THE U.S. has been able to play an integral role in meeting the world's needs for agricultural products due to our infrastructure system, but without continued investment, our competitive edge truly is at stake.
Already this winter, rail snarls in the U.S. created a backlog in fertilizer supplies, which is posing problems for farmers in the Upper Midwest. Grain shipments in Canada have been stalled due to increased rail demand from other commodities like potash and crude oil.
Farmers in North Dakota, South Dakota, Montana and Minnesota have been forced to hold onto large grain stocks as processors and local elevators face railcar shortages.
The inability to move grain is causing farmers to endure extra costs for shipping their grain by truck to distant markets; they are facing lower bids at commercial grain elevators due to delays and resulting penalties, and spring crops are being evaluated according to which will take up less bin space.
All in all, grain handling disruptions are having a major ripple effect in the agriculture economy.
A possible light in the darkness of transportation woes came with a formal announcement last week that the House and Senate had hammered out a conference agreement on the Water Resources Development Act (WRDA).

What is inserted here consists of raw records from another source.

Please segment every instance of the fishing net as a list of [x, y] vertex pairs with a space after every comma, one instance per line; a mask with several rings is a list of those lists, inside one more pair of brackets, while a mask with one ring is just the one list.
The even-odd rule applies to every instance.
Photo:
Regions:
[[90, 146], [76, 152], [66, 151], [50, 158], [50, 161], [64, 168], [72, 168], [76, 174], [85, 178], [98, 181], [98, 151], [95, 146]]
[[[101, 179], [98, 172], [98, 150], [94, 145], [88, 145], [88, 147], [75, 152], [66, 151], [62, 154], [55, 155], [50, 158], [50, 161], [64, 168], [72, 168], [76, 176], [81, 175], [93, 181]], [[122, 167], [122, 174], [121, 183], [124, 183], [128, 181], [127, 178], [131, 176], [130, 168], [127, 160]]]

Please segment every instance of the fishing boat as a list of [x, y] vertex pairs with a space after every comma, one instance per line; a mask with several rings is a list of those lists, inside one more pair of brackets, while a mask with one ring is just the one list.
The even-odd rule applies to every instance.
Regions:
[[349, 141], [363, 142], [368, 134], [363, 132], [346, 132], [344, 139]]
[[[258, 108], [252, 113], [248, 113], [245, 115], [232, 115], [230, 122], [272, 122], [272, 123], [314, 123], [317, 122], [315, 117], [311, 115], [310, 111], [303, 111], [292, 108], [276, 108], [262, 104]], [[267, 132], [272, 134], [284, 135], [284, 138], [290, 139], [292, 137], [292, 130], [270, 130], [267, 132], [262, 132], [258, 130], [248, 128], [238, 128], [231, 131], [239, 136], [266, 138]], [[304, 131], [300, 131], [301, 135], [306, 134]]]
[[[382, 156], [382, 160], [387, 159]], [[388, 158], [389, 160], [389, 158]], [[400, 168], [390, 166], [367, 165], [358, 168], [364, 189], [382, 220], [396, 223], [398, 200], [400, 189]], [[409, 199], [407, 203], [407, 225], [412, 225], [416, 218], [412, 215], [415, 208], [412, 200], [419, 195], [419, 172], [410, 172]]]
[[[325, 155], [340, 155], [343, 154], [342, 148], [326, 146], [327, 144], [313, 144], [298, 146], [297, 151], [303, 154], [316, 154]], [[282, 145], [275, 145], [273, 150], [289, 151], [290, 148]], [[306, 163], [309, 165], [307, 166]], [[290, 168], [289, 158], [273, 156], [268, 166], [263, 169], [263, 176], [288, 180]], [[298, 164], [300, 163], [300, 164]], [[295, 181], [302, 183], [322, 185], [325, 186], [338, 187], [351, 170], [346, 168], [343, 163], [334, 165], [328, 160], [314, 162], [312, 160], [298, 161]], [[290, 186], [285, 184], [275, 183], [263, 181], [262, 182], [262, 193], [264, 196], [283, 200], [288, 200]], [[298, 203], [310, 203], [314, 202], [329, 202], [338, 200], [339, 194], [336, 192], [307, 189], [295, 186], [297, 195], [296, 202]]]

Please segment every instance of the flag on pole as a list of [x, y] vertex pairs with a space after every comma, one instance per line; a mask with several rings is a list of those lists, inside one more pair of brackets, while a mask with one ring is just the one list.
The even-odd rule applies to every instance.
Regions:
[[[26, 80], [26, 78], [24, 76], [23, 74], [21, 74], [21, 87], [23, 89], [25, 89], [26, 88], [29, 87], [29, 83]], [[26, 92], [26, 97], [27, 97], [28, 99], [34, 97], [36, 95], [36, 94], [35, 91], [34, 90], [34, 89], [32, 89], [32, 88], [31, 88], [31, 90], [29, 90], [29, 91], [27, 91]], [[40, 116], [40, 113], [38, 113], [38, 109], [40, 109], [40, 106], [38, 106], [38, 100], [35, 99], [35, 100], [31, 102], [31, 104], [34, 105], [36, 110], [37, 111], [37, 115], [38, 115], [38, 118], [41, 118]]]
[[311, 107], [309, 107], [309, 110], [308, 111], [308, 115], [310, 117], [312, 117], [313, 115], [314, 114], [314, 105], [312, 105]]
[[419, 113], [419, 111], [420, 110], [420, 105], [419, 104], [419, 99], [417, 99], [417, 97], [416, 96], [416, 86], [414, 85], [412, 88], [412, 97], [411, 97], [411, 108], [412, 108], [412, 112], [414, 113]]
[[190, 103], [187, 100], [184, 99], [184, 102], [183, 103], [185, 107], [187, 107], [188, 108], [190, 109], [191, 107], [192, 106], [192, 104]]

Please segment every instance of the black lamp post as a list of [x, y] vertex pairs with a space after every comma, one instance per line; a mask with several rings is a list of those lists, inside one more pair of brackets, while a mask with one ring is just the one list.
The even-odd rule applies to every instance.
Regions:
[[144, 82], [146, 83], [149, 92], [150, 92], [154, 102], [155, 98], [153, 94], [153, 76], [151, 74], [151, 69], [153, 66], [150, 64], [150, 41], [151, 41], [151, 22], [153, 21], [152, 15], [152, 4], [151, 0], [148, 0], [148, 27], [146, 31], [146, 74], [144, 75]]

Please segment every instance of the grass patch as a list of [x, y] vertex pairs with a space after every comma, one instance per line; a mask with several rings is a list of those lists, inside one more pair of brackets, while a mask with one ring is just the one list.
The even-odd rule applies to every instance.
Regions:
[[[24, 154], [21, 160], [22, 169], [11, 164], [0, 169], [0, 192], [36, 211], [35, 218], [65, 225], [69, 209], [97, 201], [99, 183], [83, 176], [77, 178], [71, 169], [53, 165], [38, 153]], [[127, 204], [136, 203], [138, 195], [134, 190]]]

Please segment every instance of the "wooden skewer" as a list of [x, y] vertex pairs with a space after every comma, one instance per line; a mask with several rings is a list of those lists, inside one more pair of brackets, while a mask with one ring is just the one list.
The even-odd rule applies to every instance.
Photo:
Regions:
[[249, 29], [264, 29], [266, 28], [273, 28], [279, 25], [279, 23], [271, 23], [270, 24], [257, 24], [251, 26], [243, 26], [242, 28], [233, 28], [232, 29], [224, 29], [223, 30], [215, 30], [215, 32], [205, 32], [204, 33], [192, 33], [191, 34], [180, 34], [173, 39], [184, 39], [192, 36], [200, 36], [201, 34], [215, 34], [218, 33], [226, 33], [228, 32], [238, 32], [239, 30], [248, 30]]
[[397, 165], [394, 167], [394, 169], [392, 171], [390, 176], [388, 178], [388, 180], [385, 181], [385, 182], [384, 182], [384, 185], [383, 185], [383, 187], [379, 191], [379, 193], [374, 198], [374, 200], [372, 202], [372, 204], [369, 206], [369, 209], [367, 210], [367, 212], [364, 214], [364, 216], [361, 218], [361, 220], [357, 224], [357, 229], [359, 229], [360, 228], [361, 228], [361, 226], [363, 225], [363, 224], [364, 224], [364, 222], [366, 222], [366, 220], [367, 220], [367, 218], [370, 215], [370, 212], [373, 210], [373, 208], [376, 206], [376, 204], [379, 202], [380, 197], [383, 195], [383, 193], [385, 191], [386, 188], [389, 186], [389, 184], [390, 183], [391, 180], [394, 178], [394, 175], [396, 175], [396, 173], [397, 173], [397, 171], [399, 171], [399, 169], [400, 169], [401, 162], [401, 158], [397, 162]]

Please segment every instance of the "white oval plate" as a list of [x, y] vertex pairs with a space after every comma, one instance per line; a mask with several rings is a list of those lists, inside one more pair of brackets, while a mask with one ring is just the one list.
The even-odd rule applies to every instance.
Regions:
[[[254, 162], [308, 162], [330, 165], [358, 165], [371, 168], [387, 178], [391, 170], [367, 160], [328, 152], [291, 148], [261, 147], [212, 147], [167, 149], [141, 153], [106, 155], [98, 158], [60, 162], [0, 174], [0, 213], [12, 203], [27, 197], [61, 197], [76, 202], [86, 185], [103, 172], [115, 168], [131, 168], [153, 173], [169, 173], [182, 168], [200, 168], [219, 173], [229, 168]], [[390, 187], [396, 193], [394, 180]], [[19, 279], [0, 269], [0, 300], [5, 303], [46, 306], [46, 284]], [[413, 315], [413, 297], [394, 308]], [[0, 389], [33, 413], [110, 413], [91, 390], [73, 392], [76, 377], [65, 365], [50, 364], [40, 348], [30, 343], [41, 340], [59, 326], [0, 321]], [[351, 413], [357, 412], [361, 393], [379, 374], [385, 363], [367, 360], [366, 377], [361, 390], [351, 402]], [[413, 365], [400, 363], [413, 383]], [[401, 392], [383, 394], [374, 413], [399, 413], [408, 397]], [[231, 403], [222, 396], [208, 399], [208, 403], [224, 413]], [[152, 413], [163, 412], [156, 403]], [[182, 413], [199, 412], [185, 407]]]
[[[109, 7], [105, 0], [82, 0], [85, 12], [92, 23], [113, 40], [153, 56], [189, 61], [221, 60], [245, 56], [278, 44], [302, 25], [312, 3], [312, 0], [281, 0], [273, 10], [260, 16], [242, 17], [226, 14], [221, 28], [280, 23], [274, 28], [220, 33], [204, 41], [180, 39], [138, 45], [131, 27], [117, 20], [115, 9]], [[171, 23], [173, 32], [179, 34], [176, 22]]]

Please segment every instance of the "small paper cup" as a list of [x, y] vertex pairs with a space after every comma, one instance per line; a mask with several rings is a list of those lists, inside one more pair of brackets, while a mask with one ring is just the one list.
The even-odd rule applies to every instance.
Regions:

It has been seven years since Congress passed a waterway bill, and it couldn't come at a timelier juncture, with the Panama Canal requiring deeper channels to handle larger vessels.
Mike Steenhoek, executive director of the Soy Transportation Coalition (STC), explained that the high number of new members in Congress since the last WRDA has required extensive education from committee leaders, and soybean farmers' perspective was prominent in this educational process.
With the Panama Canal expansion scheduled to be completed in late 2015 or early 2016, it is imperative for U.S. ports and surrounding regions to be able to accommodate the larger ships that will be able to transit the wider canal. According to STC research, the canal expansion will allow an additional 500,000 bu. of soybeans to be loaded onto an oceangoing vessel — equivalent to $6-7 million of additional value per vessel.
"However, the Panama Canal expansion will be a missed opportunity for U.S. soybean shippers unless we are properly maintaining and improving our port regions. The likely additional funding from WRDA will help ensure this," Steenhoek said.
The National Grain & Feed Assn. (NGFA) also commended the conference committee for completing work on WRDA. The inland waterway system is indispensable in providing U.S. agriculture with an efficient and cost-effective means for transporting agricultural products to overseas markets and for importing fertilizer and other inputs that are essential for U.S. agricultural production.
"The waterways really are the gateway to how our nation helps feed the world," NGFA president Randy Gordon said. "Recent rail service disruptions have magnified and reinforced the importance of the United States having an 'all-of-the-above' transportation infrastructure policy that focuses on all modes — truck, rail, barge and vessel."
It seems like the conferees ironed out any potential deal derailments during debate. Now, it's just a matter of legislators sticking to the blueprint.